Que feraient alors de telles personnes, si l'épée de la persécution était tirée contre eux maintenant, comme autrefois, ou comme au temps de la Réforme dans notre propre pays, quand tant de gens ont été brûlés vifs à cause de l'Évangile ? Eh bien, puissions-nous être reconnaissants que de telles épreuves de notre foi comme celles-ci n'existent plus : car, si un tel temps de tamisage devait se produire, beaucoup, très nombreux, parmi nous, il est à craindre, ne seraient pas trouvés mieux que de la paille. Remarque : Amos 9:9 .

] : beaucoup de ceux qui ont maintenant l'air gais, « recevant la parole avec joie, s'effondreraient à la montée de la tentation et de la persécution [Note : Matthieu 13:20 .], et feraient naufrage de leur foi. » Soyons donc tous reconnaissants pour le repos dont nous jouissons — — — et améliorons-le pour notre édification plus abondante dans la foi et l'amour [Note : Actes 9:31 .]; que, si Dieu jugeait bon de délier à nouveau la chaîne par laquelle notre grand adversaire est lié, nous pouvons « pouvoir résister au mauvais jour, et, après avoir tout fait, tenir. »]

4. Quelle devrait être, en toutes circonstances, notre principale préoccupation ?

[La fin pour laquelle de si graves persécutions ont été autorisées à harceler l'Église primitive était que la puissance et la grâce du Christ puissent être visiblement vues dans ceux qui étaient appelés à les endurer : et cette considération même a poussé saint Paul à « prendre plaisir à tous ses afflige », parce qu'il savait que la puissance de Christ reposerait sur lui, et « serait rendu parfait dans sa faiblesse [Note : 2 Corinthiens 12:9 .

]. " De la même manière, nous devrions également nous élever au-dessus des préoccupations du temps et des sens, et être soucieux uniquement « que Christ soit glorifié dans notre corps, que ce soit par la vie ou la mort [Note : Philippiens 1:20 .] ». Il est maintenant assis à la droite de Dieu et possède « tout pouvoir dans le ciel et sur la terre ». En lui est conservée toute la plénitude pour l'usage de son Église, afin que tous ses membres puissent en recevoir selon leurs besoins.

Il est leur vie [Note : Colossiens 3:4 .]; et « ils vivent par lui, exactement comme lui, lorsqu'il était sur terre, vivait par son Père [Note : Jean 6:56 .] », avec qui il était tout à fait un [Note : Jean 10:30 .

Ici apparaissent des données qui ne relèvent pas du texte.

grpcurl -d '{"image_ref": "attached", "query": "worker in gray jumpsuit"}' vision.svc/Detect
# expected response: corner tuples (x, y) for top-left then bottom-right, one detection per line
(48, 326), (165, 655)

]. Dans tous ses miracles le doigt de Dieu est apparu, parce qu'ils ont été accomplis par Dieu : ainsi dans tous les exercices de notre vie spirituelle, Christ est vu : parce que ce n'est que par la force communiquée de lui, que nous pouvons soit faire, soit souffrir, comme nous devrions [Note : Philippiens 4:13 .]. Que ceci soit donc notre effort, à savoir, vivre de manière à apporter la conviction à tous ceux qui nous voient, que nous sommes sous la direction et les soins d'un Être omniscient et tout-puissant.

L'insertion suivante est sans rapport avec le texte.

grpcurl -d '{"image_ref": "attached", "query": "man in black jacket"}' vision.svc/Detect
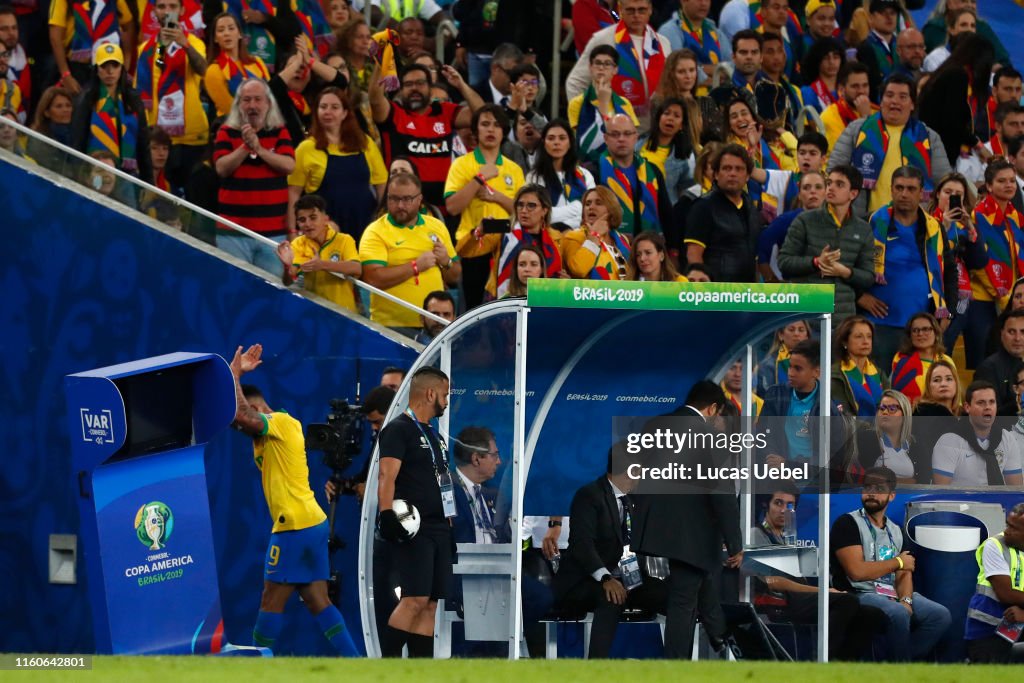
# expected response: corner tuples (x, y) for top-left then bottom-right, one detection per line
(554, 451), (668, 658)
(630, 380), (743, 659)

Que chacun de nos actes, pour ainsi dire, montre, non seulement comment le Christ a vécu sur terre, mais qu'il vit maintenant et règne dans le ciel ; et qu'il est toujours aussi présent avec son peuple par son Esprit, comme toujours son propre Père était présent avec lui dans les jours de sa chair . C'est un objectif digne de l'ambition du premier archange : pourtant est-il réalisable par nous tous, si seulement nous « vivrons par la foi en Christ » et « nous attacherons à lui de tout notre cœur ».]